МОДИСТКА ЛЮСЬЕНА или ИЗОЩРЁННАЯ МЕСТЬ

   Тихий сельский вечер. Над готовящимися ко сну домами разливается негромкая, приятная мелодия. Это в парке, при клубе, включили радиолу. Молодёжь, принарядившись, парами и гурьбою, спешат на танцы. Возле дома, на сухом стволе, некогда мощной осины, поваленной грозою года три назад и приспособленной для сидения, дед Савватей Коньшин, неспешно раскуривает свою «козью ножку», поглядывая на проходивщих мимо. Парни, приостанавливаясь, уважительно пожимают старику руку и следуют дальше. Девушки, ожидая подружек, присели рядом. К ним присоединились ребята. Завязался весёлый разговор. Тут, из-за угла дома вышли, взявшись под руки, две девушки и вызвали у компании весёлый смех.
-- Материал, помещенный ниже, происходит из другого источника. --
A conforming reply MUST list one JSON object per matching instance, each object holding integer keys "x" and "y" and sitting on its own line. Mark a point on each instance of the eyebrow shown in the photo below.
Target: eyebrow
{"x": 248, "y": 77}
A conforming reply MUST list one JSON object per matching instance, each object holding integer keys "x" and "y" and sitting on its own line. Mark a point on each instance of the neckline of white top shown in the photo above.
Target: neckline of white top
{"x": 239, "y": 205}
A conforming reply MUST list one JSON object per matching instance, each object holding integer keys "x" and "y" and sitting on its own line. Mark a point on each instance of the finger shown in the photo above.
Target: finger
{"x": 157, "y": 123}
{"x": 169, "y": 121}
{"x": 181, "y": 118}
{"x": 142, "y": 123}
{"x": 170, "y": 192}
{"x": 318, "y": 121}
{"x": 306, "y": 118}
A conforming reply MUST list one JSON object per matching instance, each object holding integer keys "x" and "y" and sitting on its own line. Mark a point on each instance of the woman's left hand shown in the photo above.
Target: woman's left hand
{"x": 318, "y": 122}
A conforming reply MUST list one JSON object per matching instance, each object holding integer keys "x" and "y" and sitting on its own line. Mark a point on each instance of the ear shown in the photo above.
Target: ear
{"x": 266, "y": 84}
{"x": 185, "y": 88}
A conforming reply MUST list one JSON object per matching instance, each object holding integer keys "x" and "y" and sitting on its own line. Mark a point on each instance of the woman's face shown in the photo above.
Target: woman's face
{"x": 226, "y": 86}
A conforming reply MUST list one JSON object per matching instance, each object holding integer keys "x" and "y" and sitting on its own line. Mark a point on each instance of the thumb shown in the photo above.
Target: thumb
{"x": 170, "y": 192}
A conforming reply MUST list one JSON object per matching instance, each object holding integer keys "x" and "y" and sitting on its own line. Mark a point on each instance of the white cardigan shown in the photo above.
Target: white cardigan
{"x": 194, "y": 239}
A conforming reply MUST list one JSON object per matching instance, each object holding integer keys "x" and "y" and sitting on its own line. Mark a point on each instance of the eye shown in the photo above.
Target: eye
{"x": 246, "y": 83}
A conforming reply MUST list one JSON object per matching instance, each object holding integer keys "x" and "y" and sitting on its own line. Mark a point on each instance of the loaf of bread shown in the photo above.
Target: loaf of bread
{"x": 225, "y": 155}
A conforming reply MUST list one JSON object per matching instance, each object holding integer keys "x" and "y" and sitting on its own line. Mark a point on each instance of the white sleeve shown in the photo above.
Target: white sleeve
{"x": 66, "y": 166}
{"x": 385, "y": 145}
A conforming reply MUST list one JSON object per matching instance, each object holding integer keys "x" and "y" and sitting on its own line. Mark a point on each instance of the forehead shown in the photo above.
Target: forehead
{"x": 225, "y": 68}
 - Вы инкубаторные что ли?- засмеявшись, спросили их.
   В совершенно одинаковых платьях подружки.
 - Мамки нам купили, что теперь делать? На танцах придётся разойтись по сторонам, чтоб народ не смешить,- объяснила одна из них.
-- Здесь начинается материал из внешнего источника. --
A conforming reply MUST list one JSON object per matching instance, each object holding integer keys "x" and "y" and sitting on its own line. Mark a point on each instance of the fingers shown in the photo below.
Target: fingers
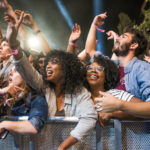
{"x": 9, "y": 18}
{"x": 20, "y": 19}
{"x": 18, "y": 12}
{"x": 19, "y": 88}
{"x": 76, "y": 28}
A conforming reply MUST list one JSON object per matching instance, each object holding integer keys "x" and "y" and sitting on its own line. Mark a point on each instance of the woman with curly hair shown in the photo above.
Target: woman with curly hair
{"x": 64, "y": 90}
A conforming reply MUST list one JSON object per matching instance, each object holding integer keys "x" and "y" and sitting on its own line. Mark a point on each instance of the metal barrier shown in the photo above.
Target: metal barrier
{"x": 124, "y": 135}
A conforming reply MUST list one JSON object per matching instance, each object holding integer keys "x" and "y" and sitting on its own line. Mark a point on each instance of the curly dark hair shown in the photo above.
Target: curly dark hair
{"x": 111, "y": 71}
{"x": 140, "y": 39}
{"x": 74, "y": 72}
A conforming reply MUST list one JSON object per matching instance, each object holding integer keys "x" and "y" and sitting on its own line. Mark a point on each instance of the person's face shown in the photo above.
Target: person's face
{"x": 15, "y": 78}
{"x": 95, "y": 75}
{"x": 122, "y": 44}
{"x": 54, "y": 71}
{"x": 4, "y": 50}
{"x": 41, "y": 61}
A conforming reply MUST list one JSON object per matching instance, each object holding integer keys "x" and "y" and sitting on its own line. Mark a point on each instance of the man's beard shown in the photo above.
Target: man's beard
{"x": 122, "y": 51}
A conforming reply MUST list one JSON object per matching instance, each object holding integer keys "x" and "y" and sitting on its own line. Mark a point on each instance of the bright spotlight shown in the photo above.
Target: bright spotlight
{"x": 34, "y": 42}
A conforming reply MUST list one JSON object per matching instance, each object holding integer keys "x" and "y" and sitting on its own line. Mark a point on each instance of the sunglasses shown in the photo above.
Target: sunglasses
{"x": 97, "y": 68}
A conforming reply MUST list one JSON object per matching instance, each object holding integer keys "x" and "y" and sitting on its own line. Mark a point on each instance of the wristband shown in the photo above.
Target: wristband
{"x": 101, "y": 30}
{"x": 73, "y": 44}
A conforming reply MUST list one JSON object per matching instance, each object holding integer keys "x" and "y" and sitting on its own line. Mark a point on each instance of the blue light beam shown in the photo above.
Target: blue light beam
{"x": 65, "y": 13}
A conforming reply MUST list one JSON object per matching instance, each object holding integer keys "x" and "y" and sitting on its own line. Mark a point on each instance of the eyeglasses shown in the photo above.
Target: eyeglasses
{"x": 97, "y": 68}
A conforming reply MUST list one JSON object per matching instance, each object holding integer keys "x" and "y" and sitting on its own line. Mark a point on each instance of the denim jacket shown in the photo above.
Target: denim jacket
{"x": 137, "y": 79}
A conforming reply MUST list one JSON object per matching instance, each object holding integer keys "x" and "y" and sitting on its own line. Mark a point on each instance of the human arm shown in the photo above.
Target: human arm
{"x": 18, "y": 126}
{"x": 90, "y": 45}
{"x": 74, "y": 36}
{"x": 112, "y": 36}
{"x": 29, "y": 74}
{"x": 1, "y": 35}
{"x": 87, "y": 115}
{"x": 22, "y": 32}
{"x": 29, "y": 21}
{"x": 147, "y": 58}
{"x": 104, "y": 117}
{"x": 139, "y": 109}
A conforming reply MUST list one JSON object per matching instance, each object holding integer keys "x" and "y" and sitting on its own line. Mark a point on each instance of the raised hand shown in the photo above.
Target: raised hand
{"x": 12, "y": 30}
{"x": 75, "y": 34}
{"x": 27, "y": 19}
{"x": 14, "y": 90}
{"x": 99, "y": 19}
{"x": 147, "y": 58}
{"x": 112, "y": 35}
{"x": 4, "y": 4}
{"x": 108, "y": 103}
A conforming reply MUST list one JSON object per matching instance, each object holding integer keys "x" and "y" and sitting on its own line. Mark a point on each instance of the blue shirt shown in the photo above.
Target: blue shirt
{"x": 137, "y": 79}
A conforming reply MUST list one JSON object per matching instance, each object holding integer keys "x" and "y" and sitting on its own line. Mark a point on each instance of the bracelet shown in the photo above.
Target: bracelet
{"x": 14, "y": 52}
{"x": 101, "y": 30}
{"x": 38, "y": 31}
{"x": 73, "y": 44}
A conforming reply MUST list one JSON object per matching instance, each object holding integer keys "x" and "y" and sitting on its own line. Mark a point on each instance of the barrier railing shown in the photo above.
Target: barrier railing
{"x": 124, "y": 135}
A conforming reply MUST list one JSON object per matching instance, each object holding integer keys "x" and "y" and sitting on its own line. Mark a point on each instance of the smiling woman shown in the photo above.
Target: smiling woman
{"x": 64, "y": 90}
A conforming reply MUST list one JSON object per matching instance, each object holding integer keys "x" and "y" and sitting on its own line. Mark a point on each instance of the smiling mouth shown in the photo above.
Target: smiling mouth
{"x": 93, "y": 77}
{"x": 49, "y": 73}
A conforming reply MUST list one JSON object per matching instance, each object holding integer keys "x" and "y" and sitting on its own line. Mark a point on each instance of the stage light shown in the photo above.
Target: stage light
{"x": 34, "y": 43}
{"x": 65, "y": 13}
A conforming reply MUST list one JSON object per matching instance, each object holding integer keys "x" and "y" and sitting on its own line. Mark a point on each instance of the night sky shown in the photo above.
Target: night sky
{"x": 54, "y": 26}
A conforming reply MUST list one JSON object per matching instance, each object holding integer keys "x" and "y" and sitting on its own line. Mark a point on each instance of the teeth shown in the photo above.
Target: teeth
{"x": 93, "y": 77}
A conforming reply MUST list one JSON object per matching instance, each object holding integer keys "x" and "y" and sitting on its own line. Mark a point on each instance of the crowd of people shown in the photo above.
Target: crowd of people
{"x": 87, "y": 85}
   Чувствовалось, они не сильно огорчились такой случайности.
 - Это что! Вот лет так пятнадцать тому, был случай! Так хохотало всё село, ваши-то родители, поди, помнят,- встрял в разговор дед Савватей.
 - Расскажите, дедушка! Расскажите!- попросили заинтересовавшись все.
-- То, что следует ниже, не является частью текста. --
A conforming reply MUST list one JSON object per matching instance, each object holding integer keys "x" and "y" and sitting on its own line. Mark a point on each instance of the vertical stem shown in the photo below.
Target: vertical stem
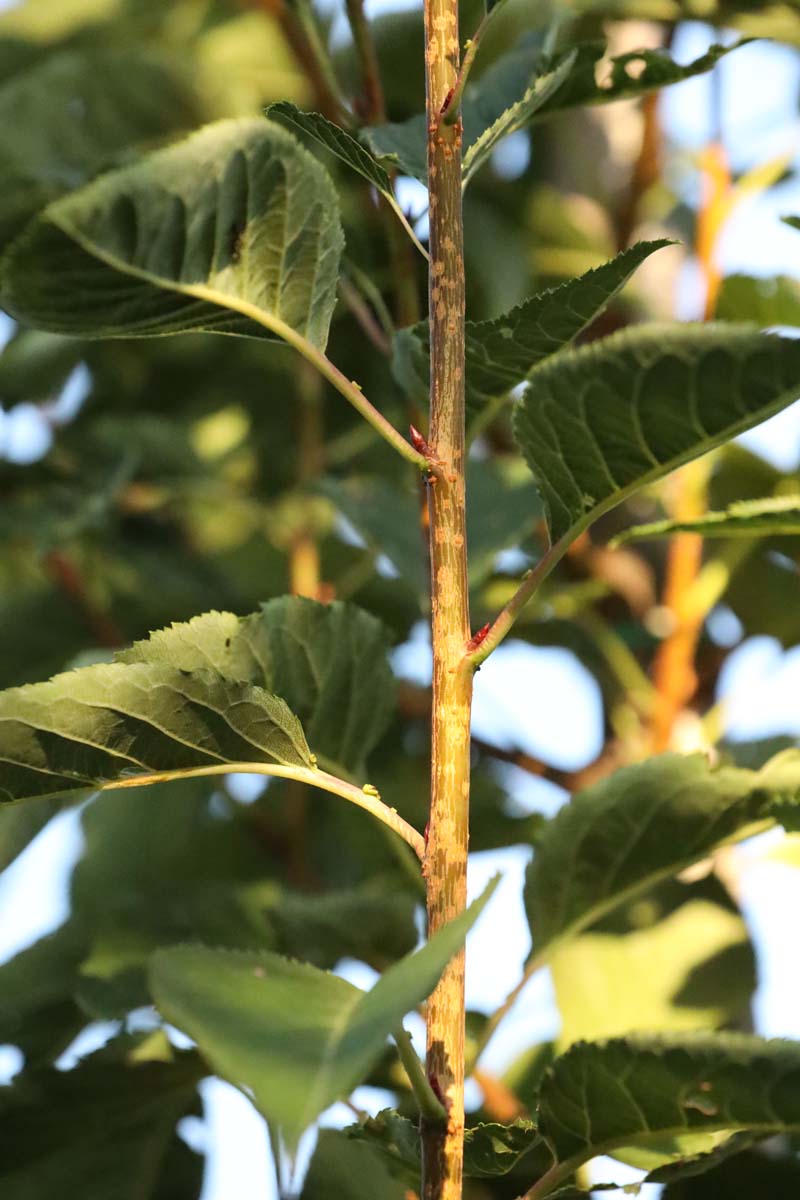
{"x": 452, "y": 679}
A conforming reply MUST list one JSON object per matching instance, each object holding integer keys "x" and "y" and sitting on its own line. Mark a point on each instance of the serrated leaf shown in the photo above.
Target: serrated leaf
{"x": 343, "y": 1169}
{"x": 233, "y": 231}
{"x": 295, "y": 1037}
{"x": 597, "y": 423}
{"x": 346, "y": 148}
{"x": 328, "y": 661}
{"x": 524, "y": 85}
{"x": 765, "y": 301}
{"x": 114, "y": 721}
{"x": 500, "y": 353}
{"x": 642, "y": 825}
{"x": 491, "y": 1149}
{"x": 644, "y": 1090}
{"x": 691, "y": 970}
{"x": 73, "y": 114}
{"x": 745, "y": 519}
{"x": 106, "y": 1127}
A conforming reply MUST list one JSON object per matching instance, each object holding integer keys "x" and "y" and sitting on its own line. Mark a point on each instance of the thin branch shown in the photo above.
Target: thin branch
{"x": 428, "y": 1103}
{"x": 500, "y": 1013}
{"x": 366, "y": 797}
{"x": 504, "y": 622}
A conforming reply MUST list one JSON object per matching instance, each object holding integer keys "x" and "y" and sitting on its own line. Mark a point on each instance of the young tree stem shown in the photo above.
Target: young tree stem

 - Так вы ж на танцульки не успеете,- попытался шутейно напомнить им дед.
 - Пока-то все соберутся, успеем.
 - Ну, тогда что ж, придётся уж рассказать,- хитро прищурился дед, в душе довольный, что заполучил благодарных слушателей своих сказов.

*  *  *

   По центральной улице села, поднимая в воздух дорожную пыль, быстро двигалась, возмущённо что-то крича и угрожающе жестикулируя, странно одетая группа. Это были три молодые женщины, в платьях совершенно одинакового покроя и расцветки. Красная, в крупный белый горох ткань этих платьев, была вызывающе кричащей. Да и сами обладательницы нарядов, выглядели, честно говоря, довольно нелепо. Одна была высокая, худая и платье висело на ней, как на колу, отчего горошины напоминали скорее овалы. Другая - сама как большая горошина, полная и низкая ростом, в этом наряде казалась ещё полнее. На третьей платье сидело странно из-за высокой талии, практически под грудью.
   Подбежав к дому тётки Матрёны, распахнув калитку, толкаясь и препираясь, бросились женщины по узкой тропинке к крыльцу. В это самое время, дверь открылась и вышла сама хозяйка с кошёлкой в руках, намереваясь, видимо куда-то идти. Не обращая внимания на взволнованных и громко сопящих неожиданных посетительниц, она, пошарив, не спеша достала из кармана кофты ключ и стала запирать входную дверь на навесной замок.
 - Где твоя чёртова модистка Люсьена?- выкрикнула вопросом одна.
 - Чаво надоть-та?- не повернувшись даже, спросила равнодушным голосом тётка Матрёна.
 - Где твоя племянница, спрашиваю?
 -Пляменница? Люськя што ля? Дык яна давно в горад уехала, подавчарась, кажись,- и, не давая нежданным гостям опомниться, перешла в наступление,- а ну-кась давайтя отседова! Ишь, чё удумали! Наскакивають оне, пужають! Я щас дрын вазьму, отвешаю кажнай! Горох-та с платьёв враз облупится!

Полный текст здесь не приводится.